Des cheveux châtains voltigeaient en boucles sur le front de Manette, un petit front qui fuyait un peu en haut. Sous des sourcils très-arqués, dessinés avec la netteté d'un trait et d'un coup de pinceau, elle avait les yeux fendus et allongés de côté, des yeux dans le coin desquels coulait le regard, des yeux bleus mystérieux qui, dans la fixité, dardaient, de leur pupille contractée et rapetissée comme la tête d'une épingle noire, on ne savait quoi de profond, de transperçant, de clair et d'aigu. Sous la pâleur chaude de son teint, transparaissait ce rose du sang qui paraît fleurir et pasteller de carmin la joue des juives, cette lueur de rouge en haut des pommettes pareil au reste essuyé de fard qu'une actrice s'est posé sous l'œil. Tout ce visage, le front creusant à la racine du nez, le nez délicatement busqué, les narines découpées et un peu remontantes, montrait un modelage ciselé de traits. La bouche, froncée et chiffonnée, légèrement retombante aux coins et dédaigneuse, à demi détendue, rappelait la bouche respirante, rêveuse, presque douloureuse, des jeunes garçons dans les beaux portraits italiens.

Coriolis voulait peindre cette tête, cette physionomie, avec ce qu'il y voyait d'un autre pays, d'une autre nature, le charme paresseux, bizarre et fascinant, de cette sensualité animale que le baptême semble tuer chez la femme. Il voulait peindre Manette dans une de ces attitudes à elle, lorsque, le menton appuyé au revers de sa main posée sur le dos d'une chaise, le cou allongé et tout tendu, le regard vague devant elle, elle montrait des coquetteries de chèvre et de serpent, comme les autres femmes montrent des coquetteries de chatte et de colombe.

—Ah! toi,—finissait-il par lui dire en reposant sa palette,—tu es comme la fleur que les faiseurs d'aquarelles appellent le «désespoir des peintres!»

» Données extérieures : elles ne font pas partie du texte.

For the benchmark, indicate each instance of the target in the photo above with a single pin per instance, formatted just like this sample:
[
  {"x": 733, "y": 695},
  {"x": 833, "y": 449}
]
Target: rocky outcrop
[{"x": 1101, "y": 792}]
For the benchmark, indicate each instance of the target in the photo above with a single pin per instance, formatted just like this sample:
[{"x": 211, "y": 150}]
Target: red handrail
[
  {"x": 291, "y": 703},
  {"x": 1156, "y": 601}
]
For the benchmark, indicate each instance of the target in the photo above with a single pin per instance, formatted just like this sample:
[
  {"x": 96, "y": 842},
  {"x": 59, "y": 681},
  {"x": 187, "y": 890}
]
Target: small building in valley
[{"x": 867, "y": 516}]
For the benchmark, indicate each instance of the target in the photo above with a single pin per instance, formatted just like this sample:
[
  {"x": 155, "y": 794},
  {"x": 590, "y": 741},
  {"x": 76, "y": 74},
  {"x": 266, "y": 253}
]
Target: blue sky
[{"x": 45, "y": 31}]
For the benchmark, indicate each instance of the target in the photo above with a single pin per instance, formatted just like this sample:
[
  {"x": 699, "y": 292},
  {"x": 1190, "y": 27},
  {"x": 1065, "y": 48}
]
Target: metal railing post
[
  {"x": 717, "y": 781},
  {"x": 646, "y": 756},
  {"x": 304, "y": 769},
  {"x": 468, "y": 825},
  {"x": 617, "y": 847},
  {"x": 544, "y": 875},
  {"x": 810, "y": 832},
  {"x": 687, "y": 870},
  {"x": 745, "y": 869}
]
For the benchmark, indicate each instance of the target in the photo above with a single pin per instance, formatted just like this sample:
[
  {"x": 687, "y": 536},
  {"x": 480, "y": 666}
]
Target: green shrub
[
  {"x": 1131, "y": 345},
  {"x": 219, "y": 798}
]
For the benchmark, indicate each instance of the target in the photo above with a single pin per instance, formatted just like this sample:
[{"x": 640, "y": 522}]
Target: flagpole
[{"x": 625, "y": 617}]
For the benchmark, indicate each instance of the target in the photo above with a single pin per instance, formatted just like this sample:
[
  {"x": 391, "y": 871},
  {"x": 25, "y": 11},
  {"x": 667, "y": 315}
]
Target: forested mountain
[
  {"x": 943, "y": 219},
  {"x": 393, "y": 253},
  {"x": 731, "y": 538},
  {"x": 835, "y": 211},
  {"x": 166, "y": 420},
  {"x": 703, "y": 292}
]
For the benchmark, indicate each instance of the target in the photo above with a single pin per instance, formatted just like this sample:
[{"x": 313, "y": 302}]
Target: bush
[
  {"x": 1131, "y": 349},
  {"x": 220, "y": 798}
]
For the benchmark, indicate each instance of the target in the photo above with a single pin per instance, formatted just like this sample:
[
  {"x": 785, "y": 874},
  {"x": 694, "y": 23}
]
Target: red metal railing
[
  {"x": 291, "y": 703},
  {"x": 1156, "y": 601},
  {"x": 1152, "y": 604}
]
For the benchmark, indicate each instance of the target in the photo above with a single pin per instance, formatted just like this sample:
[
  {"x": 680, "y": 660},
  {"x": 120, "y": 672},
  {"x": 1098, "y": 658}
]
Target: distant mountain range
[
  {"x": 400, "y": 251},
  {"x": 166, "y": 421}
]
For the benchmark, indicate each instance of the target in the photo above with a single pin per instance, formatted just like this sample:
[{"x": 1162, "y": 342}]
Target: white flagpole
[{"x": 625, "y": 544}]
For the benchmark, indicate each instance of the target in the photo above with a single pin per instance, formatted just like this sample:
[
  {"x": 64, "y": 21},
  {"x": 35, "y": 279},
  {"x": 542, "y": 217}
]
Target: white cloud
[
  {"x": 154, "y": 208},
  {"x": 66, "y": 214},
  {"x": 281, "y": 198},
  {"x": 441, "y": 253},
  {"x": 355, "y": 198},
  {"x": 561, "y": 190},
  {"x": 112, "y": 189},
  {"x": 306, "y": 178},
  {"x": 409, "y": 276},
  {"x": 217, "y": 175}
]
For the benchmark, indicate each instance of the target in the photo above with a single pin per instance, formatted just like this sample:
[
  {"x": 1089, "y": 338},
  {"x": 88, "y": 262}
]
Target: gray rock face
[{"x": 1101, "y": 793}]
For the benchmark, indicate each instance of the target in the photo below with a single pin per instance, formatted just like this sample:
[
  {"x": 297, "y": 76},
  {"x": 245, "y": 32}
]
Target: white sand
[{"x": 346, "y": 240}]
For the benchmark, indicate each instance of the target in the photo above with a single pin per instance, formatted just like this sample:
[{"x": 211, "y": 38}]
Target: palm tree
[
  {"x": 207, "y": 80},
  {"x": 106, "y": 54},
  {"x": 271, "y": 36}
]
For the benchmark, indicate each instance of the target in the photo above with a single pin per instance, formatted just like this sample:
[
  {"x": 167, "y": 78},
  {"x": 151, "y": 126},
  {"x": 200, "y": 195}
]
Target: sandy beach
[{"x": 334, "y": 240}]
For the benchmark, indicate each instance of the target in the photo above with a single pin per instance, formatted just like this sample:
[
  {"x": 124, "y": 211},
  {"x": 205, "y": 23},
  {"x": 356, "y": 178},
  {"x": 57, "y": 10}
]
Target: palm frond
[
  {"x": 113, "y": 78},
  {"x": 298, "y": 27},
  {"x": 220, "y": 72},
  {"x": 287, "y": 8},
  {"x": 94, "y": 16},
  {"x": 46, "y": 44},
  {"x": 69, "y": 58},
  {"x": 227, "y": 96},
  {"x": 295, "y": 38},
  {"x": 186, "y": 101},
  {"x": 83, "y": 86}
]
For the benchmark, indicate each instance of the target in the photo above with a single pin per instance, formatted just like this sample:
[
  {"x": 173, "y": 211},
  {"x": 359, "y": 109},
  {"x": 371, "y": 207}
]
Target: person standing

Et il souriait. Mais son sourire était ennuyé.

LX

Rentrant un soir, Coriolis trouva Manette couchée. Elle ne dormait pas encore, mais elle était dans ce premier engourdissement où la pensée commence à rêver. Les yeux encore un peu ouverts et immobiles, elle le regarda, sans bouger, sans parler. Coriolis ne lui dit pas un mot; et lui tournant le dos, il se mit au coin de la cheminée à fumer avec cet air qu'a par derrière la mauvaise humeur d'un homme en colère contre une femme.

Puis tout à coup, d'un mouvement brusque, jetant son cigare au feu, il se leva, s'approcha du lit, empoigna le bâton d'une petite chaise dorée sur laquelle avaient coulé la robe et les jupons de Manette. Manette ne remua pas. Elle avait toujours ce même regard qui regardait et rêvait, ces yeux tranquilles et fixes, nageant à demi dans le bonheur et la paix du sommeil. Sa tête, un peu renversée sur l'oreiller, montrait la ligne de son visage fuyant. La lueur d'une lampe à abat-jour posée sur la cheminée se mourait sur la douceur de son profil perdu; ses traits expiraient sous une caresse d'ombre où rien ne se dessinait que deux petites touches de lumière pareilles à la trace humide d'un baiser: le dessous de la paupière se reflétant dans le haut de la prunelle, le dessous rose de la lèvre d'en haut mouillant les dents d'un reflet de perles; et sous les draps, son corps se devinait, obscur et charmant ainsi que son visage, rond, voilé et doux, tout ramassé et pelotonné dans sa grâce de nuit, comme s'il posait encore pour dormir…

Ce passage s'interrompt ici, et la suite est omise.